Zapytany, na ile uzasadnione są lawinowe podwyżki cen energii, Borys odpowiedział, że w ostatnich dwóch miesiącach mamy do czynienia z czymś, co przypomina kryzys energetyczny. Ceny ropy na świecie podwoiły się w ostatnim roku. Ceny gazu wzrosły kilkukrotnie, w tempie bezprecedensowym w historii, przypominającym bańkę spekulacyjną przy olbrzymich wahaniach kursów na europejskich giełdach. Leży to w interesie krajów OPEC, które nie zdecydowały się na zwiększenie produkcji ropy. Wynika to z gwałtownych wahań koniunktury, problemów z dostępnością energii wiatrowej i wodnej i niskich zapasów gazu i ropy.
Ceny energii Polsce, choć rosną, to nadal pozostają jedne z najniższych w Europie.
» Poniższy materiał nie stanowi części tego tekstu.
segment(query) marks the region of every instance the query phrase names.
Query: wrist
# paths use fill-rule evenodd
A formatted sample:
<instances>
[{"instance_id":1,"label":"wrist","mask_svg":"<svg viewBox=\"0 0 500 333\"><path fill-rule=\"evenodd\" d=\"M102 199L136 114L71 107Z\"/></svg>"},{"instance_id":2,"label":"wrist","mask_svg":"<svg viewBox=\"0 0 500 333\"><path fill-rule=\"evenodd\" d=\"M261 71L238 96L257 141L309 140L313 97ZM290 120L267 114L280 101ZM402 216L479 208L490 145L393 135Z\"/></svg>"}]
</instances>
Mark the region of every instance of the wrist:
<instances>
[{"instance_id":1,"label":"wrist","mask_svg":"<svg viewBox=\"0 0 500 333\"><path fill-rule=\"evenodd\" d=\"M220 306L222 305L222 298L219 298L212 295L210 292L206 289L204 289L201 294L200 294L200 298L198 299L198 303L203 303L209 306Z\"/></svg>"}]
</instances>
Taki szok energetyczny to duże zagrożenie dla inflacji i koniunktury gospodarczej w Europie. Unia Europejska powinna podjąć skoordynowane działania celem ustabilizowania cen energii. Niektóre kraje zmuszone już są do znaczącego subsydiowania cen energii. Problemy widoczne są na przykład w Chinach, gdzie są problemy z dostępem do węgla i zamykane są fabryki.
Obecny kryzys energetyczny nie jest bezpośrednio związany z transformacją energetyczną, choć niestabilność systemu w związku z wahaniami dostępności energii z OZE ma tu pewne znaczenie. Na pewno obecny kryzys energetyczny pokazuje, że w procesie transformacji energetycznej szczególnie należy zwracać uwagę na bezpieczeństwo systemu oraz na uniknięcie wzrostu cen, które mogą dodatkową obniżyć konkurencyjność europejskiej gospodarki. Dlatego przykładowo ważny jest postulat Polski i kilku innych krajów, aby energię z atomu przyjąć w taksonomii jako energię zieloną. Wzrost cen węgla skokowo poprawi sytuację finansową Jastrzębskiej Spółki Węglowej oraz częściowo poprawi sytuację Polskiej Grupy Górniczej, która działa w oparciu o kontrakty długoterminowe. To obniża ceny dla energetyki i łagodzi skutki wzrostu cen w Polsce.